The value range is around two billion, so the binary search needs only about 31 iterations. With n = 2 * 10^5, this gives roughly six million operations, which fits comfortably in the limits.

Test Cases

# helper: run solution on input string, return output string
import io
import sys

def run(inp: str) -> str:
    old_stdin = sys.stdin
    old_stdout = sys.stdout
    sys.stdin = io.StringIO(inp)
    out = io.StringIO()
    sys.stdout = out

    solve()

    sys.stdin = old_stdin
    sys.stdout = old_stdout
    return out.getvalue()

# provided samples
assert run("""5 8
3 1 4 1 5
""").split()[0] == "20"

assert run("""3 8
3 2 2
""").split()[0] == "5"

# custom cases
assert run("""1 1
10
""").split()[0] == "10"

assert run("""1 2
1
""").split()[0] == "0"

assert run("""3 9
1 2 3
""").split()[0] == "0"

assert run("""5 14
2 2 3 2 2
""").split()[0] == "5"
Test input Expected output What it validates
1 1 / 10 10 Minimum size and first marginal value
1 2 / 1 0 Negative marginal values are sometimes required
3 9 / 1 2 3 0 Maximum use of capacities and boundary handling
5 14 / 2 2 3 2 2 5 Many equal values and threshold reconstruction

Edge Cases

For the case:

1 2
1

the only sequence is:

1, -1

The binary search finds the threshold -1. The algorithm takes the value above -1, which is 1, then adds one value equal to -1. The final score is 0, and the only valid distribution is two fish of the same color.

For:

3 9
1 2 3

the capacities are 2, 3, and 4, so all fish must be used.
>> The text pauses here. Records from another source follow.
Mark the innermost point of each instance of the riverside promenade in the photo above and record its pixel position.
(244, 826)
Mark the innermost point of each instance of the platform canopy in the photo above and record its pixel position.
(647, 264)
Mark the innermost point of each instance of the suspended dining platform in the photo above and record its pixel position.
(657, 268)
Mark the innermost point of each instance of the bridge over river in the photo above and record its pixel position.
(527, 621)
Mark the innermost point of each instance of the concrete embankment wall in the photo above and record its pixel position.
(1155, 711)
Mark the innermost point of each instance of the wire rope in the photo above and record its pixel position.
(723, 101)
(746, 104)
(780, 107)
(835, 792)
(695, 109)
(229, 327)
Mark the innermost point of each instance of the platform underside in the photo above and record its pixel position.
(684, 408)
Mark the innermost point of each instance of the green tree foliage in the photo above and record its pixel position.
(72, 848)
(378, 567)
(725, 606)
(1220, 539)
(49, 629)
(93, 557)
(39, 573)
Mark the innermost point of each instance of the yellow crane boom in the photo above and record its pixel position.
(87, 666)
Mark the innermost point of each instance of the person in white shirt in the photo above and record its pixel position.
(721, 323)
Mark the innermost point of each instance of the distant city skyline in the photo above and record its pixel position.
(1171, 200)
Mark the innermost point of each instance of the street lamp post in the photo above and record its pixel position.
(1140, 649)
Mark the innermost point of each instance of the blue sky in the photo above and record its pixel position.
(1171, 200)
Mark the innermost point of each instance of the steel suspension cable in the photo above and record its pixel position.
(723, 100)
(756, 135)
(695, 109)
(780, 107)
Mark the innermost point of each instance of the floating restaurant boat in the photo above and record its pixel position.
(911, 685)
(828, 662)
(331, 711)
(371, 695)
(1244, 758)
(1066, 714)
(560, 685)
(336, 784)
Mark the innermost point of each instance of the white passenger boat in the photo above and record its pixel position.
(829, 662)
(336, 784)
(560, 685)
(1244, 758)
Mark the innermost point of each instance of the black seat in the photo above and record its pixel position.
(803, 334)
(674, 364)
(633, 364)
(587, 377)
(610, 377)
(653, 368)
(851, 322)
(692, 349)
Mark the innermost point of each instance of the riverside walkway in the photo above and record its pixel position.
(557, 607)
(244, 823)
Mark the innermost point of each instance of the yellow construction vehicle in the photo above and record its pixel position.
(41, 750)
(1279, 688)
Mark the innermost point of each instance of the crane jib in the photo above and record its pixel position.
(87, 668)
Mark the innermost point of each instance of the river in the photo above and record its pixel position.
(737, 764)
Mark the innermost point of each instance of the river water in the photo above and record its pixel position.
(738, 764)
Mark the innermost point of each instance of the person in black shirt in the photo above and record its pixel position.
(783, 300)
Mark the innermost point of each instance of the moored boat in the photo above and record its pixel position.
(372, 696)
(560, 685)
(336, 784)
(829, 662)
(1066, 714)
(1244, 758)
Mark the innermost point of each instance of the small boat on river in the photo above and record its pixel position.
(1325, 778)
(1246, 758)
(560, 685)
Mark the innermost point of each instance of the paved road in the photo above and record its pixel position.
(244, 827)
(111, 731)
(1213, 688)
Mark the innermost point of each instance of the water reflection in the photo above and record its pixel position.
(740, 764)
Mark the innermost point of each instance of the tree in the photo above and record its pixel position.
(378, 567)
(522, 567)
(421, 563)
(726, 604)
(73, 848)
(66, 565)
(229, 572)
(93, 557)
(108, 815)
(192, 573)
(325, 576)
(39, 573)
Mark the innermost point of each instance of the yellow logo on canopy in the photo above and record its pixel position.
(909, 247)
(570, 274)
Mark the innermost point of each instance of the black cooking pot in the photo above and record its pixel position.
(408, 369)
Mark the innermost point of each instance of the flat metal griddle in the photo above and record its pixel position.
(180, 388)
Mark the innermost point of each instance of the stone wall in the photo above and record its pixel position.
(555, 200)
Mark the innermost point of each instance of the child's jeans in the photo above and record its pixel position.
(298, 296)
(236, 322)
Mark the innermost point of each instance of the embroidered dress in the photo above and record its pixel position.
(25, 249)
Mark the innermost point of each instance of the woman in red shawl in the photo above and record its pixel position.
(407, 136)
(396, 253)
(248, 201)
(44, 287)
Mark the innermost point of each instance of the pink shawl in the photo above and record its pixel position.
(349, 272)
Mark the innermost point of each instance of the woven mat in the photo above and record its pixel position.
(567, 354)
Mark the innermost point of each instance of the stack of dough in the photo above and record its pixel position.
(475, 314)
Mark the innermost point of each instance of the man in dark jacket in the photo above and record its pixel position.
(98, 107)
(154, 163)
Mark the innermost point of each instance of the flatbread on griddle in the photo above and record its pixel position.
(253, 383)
The selected marginal values are:

1, -1
2, 0, -2
3, 1, -1, -3

Their sum is zero. The algorithm reaches this naturally because the threshold becomes the lowest required contribution and it still respects the exact fish count.

For colors with the same values, such as:

5 14
2 2 3 2 2

many marginal contributions are identical. The binary search only determines the value boundary, not the exact colors. During reconstruction, any colors with the needed next contribution are acceptable, which is why the method can output any optimal distribution.